# I'm flirting for the first time... ever



## WhiteSheep (Jun 20, 2015)

And damn is it fun. I don't think I'll ever get tired of a pretty woman smiling at me. I'm taking things very slow, not trying to land a date, just establish myself as a nice friendly guy and it is working. I've become a regular at a couple of coffee shops and bit by bit the pretty baristas behind the counter are liking me just a little. :grin2:


----------



## that weird guy (Aug 14, 2015)

wow awesome job im 40 and and my social skills around women are nothing i could hardly say anything more than hi or whats up.


----------



## Zaac (May 20, 2015)

Niiiccee going man


----------



## nightieowl (Sep 7, 2014)

Hearing things like this makes me so happy


----------



## minimized (Nov 17, 2007)

Nice, I've never flirted in my life and probably never will.


----------



## My Hearse (Aug 28, 2015)

minimized said:


> Nice, I've never flirted in my life and probably never will.


Same.

Congrats! OP! It takes a lot of courage to do what you achieved and you will get better at it with time.

Good luck!


----------



## WhiteSheep (Jun 20, 2015)

Hey Minimized, I got good news. At 28 I was alone in my apartment guzzling alcohol well on my way to a schizophrenic meltdown and suicide attempt. Now I'm 34 and things are much better.


----------



## millenniumman75 (Feb 4, 2005)

Flirt away, but keep your integrity! :lol


----------



## Orbiter (Jul 8, 2015)

I had a similar encounter today.
Well, it wasn't even really flirting but this cashier had a pretty smile and would keep smiling while I was paying the bought stuff at the register.
Probably out of another reason but it felt kinda good for me.


----------



## Penguinfan (Apr 5, 2015)

Nice, I don't know if I could flirt with a girl.


----------



## Excaliber (May 16, 2015)

Awesome stuff! I wish I knew how to properly 

I guess I have flirted before but unintentionally? I never pay attention to what I'm doing, I just consider it a good time and she just laughs and smiles alot


----------



## Farideh (Nov 13, 2011)

Exchanging a smile especially from across the room is indeed sensual.


----------



## Noca (Jun 24, 2005)

Congratulations! I am glad life has changed for the better for you


----------



## Sdistant (Mar 25, 2015)

Sounds like you overcame social anxiety very well. I could never do that.


----------



## Findedeux (Mar 16, 2012)

Yes, as they say (the Catholic nuns?) chastity is a virtue:grin2:



millenniumman75 said:


> Flirt away, but keep your integrity! :lol


----------



## absreim (Jun 19, 2012)

Sounds like a great way to get started. Just don't forget to take it to the next level eventually.


----------



## mjkittredge (Sep 8, 2012)

Care to share what you're saying, your body language that you use?

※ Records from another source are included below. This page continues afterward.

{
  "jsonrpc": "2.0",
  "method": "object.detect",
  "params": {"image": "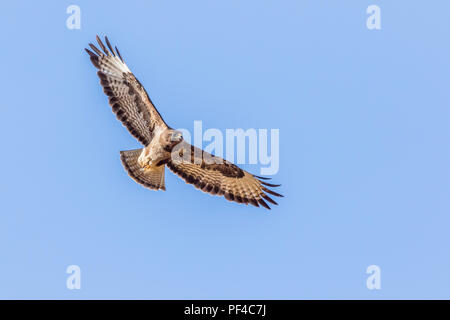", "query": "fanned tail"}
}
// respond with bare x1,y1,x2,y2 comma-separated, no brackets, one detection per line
120,149,166,191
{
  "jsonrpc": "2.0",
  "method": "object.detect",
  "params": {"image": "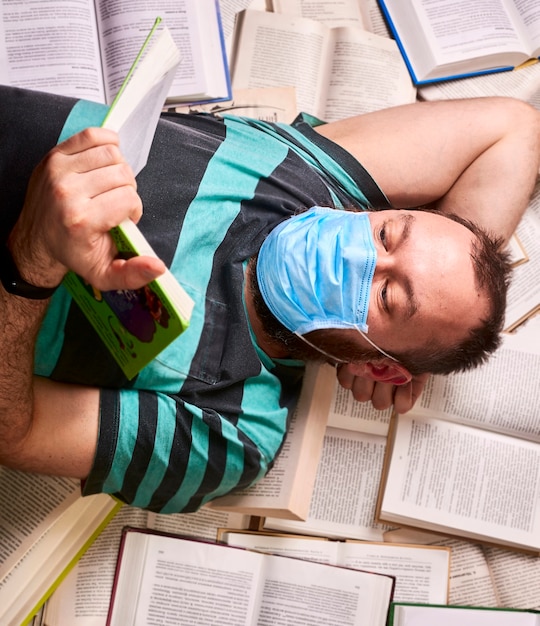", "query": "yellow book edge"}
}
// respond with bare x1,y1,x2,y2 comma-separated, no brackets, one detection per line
20,499,123,626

If you have good intuition and charm, a sense of humor it makes flirting much more productive and easy.


----------



## GhostlyWolf (Sep 7, 2015)

WhiteSheep said:


> And damn is it fun. I don't think I'll ever get tired of a pretty woman smiling at me. I'm taking things very slow, not trying to land a date, just establish myself as a nice friendly guy and it is working. I've become a regular at a couple of coffee shops and bit by bit the pretty baristas behind the counter are liking me just a little. :grin2:


Teach me the art sensei! Please!


----------



## Victorianlady (Mar 12, 2016)

I have a very hard time flirting, even when I know the guy likes me back. I always feel so awkward and like I'm being to forward even when I just smile at the guy.


----------



## Resergence (Mar 7, 2016)

Get in there son xd


----------



## surviving (Oct 2, 2015)

good job!


----------



## meepie (Jun 20, 2010)

I have a hard time flirting, kudos to you.


----------



## Darktower776 (Aug 16, 2013)

meepie said:


> I have a hard time flirting, kudos to you.


Same here. It doesn't feel natural for me to do.

But congrats to the, OP.


----------



## xxDark Horse (May 13, 2015)

The force is strong with you young padawan.


----------